2. Aux termes de l'article L. 142-1 du code de la sécurité sociale : " Le contentieux de la sécurité sociale comprend les litiges relatifs : / 1° A l'application des législations et réglementations de sécurité sociale et de mutualité sociale agricole ; / (...) ". Aux termes de l'article L. 142-8 de ce code : " Le juge judiciaire connaît des contestations relatives : / 1° Au contentieux de la sécurité sociale défini à l'article L. 142-1 ; / (...) ".

3. Il résulte des articles L. 142-1 et L. 142-8 du code de la sécurité sociale que le litige relatif à l'affiliation rétroactive au régime général de la sécurité sociale est inhérent à la gestion d'un régime de sécurité sociale et relève donc de la compétence des juridictions judiciaires. Il en est ainsi même dans le cas où les décisions contestées sont prises par une autorité administrative, dès lors que ces décisions sont inhérentes à la gestion d'un régime de sécurité sociale. En ce qui concerne notamment les fonctionnaires ou agents de l'Etat ou des collectivités publiques, le critère de la compétence des organismes du contentieux de la sécurité sociale est lié, non à la qualité des personnes en cause mais à la nature même du différend. Dès lors, les litiges relatifs à l'application à ces agents du régime de sécurité sociale, qu'il s'agisse du régime général ou d'un régime spécial, échappent à la compétence de la juridiction administrative, celle-ci ne pouvant connaître que des litiges portant sur des prestations ou avantages inhérents à leur statut.

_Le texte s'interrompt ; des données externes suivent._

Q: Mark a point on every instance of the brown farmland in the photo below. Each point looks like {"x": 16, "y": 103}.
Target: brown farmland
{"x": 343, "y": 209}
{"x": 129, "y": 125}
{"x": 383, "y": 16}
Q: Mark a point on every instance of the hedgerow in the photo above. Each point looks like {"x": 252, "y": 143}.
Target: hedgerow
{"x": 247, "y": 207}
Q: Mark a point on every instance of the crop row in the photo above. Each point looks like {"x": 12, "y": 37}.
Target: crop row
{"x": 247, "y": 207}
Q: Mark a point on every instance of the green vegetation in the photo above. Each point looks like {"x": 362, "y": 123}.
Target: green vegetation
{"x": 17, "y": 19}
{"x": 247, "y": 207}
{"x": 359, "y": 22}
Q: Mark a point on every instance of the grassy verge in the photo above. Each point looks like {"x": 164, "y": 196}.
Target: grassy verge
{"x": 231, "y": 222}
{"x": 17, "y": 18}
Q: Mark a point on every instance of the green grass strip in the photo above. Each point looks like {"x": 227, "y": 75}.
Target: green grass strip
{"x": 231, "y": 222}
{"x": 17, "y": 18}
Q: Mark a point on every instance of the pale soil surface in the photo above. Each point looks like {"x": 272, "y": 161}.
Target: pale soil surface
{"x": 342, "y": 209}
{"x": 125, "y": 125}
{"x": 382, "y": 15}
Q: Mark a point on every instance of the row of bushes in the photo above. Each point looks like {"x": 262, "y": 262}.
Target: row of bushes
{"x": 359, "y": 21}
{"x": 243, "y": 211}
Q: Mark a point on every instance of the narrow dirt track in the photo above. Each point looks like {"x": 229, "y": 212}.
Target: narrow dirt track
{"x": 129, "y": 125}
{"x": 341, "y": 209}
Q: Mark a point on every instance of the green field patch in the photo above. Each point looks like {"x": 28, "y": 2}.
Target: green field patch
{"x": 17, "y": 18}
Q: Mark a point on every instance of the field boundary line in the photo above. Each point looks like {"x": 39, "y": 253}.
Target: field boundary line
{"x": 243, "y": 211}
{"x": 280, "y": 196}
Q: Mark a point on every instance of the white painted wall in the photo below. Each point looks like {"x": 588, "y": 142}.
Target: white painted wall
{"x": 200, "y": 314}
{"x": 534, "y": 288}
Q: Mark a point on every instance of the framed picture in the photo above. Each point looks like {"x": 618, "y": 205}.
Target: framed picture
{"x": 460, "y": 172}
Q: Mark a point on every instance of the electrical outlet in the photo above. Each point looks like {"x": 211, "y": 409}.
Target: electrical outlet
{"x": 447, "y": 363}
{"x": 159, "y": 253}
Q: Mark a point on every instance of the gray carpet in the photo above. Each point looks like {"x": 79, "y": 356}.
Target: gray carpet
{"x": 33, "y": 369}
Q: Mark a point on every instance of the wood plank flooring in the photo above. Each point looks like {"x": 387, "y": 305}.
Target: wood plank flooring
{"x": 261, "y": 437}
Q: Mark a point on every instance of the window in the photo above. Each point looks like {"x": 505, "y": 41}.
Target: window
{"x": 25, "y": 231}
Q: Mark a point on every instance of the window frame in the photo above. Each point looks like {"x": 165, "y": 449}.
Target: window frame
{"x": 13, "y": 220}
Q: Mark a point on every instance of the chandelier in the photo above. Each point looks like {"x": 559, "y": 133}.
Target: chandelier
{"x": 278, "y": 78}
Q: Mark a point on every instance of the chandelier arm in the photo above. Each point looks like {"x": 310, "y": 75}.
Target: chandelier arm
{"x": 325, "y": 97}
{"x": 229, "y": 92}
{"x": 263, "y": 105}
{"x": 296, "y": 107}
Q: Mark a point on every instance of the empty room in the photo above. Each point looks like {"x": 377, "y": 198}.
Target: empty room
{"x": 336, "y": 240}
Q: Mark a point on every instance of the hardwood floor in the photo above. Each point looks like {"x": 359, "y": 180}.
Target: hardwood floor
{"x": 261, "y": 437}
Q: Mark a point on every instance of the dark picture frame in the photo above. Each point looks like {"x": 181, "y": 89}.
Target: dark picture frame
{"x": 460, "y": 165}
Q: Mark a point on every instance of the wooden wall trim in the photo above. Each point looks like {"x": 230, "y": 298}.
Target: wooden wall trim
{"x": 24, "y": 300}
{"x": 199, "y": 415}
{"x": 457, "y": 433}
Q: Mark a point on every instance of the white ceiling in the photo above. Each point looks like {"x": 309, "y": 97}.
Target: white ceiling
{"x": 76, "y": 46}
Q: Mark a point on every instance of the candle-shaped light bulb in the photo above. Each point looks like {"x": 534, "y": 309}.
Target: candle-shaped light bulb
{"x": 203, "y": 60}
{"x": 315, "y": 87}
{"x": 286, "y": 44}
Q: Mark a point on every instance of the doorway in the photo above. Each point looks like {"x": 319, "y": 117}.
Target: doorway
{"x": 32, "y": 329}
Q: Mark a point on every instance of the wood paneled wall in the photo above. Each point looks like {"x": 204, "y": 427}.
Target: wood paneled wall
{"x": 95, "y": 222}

4. La demande présentée par M. B... tend notamment à l'annulation de la décision du 18 janvier 2021 par laquelle le garde des sceaux, ministre de la justice a rejeté sa demande du 13 mai 2019, portant sur la régularisation de sa situation auprès du régime général de la sécurité sociale et de l'Ircantec, en sa qualité de collaborateur occasionnel du service public de la justice. Ces conclusions ne ressortissent pas à la compétence des juridictions administratives. Dans ces conditions, la demande de M. B... tendant à l'annulation de cette décision ainsi que de celle portant rejet de son recours gracieux formé le 13 novembre 2022 doit être rejetée comme présentée devant un ordre juridictionnel incompétent pour en connaître. Par suite, c'est à tort que le président de la 6ème chambre du tribunal administratif de Nice s'est reconnu compétent pour statuer sur une telle demande.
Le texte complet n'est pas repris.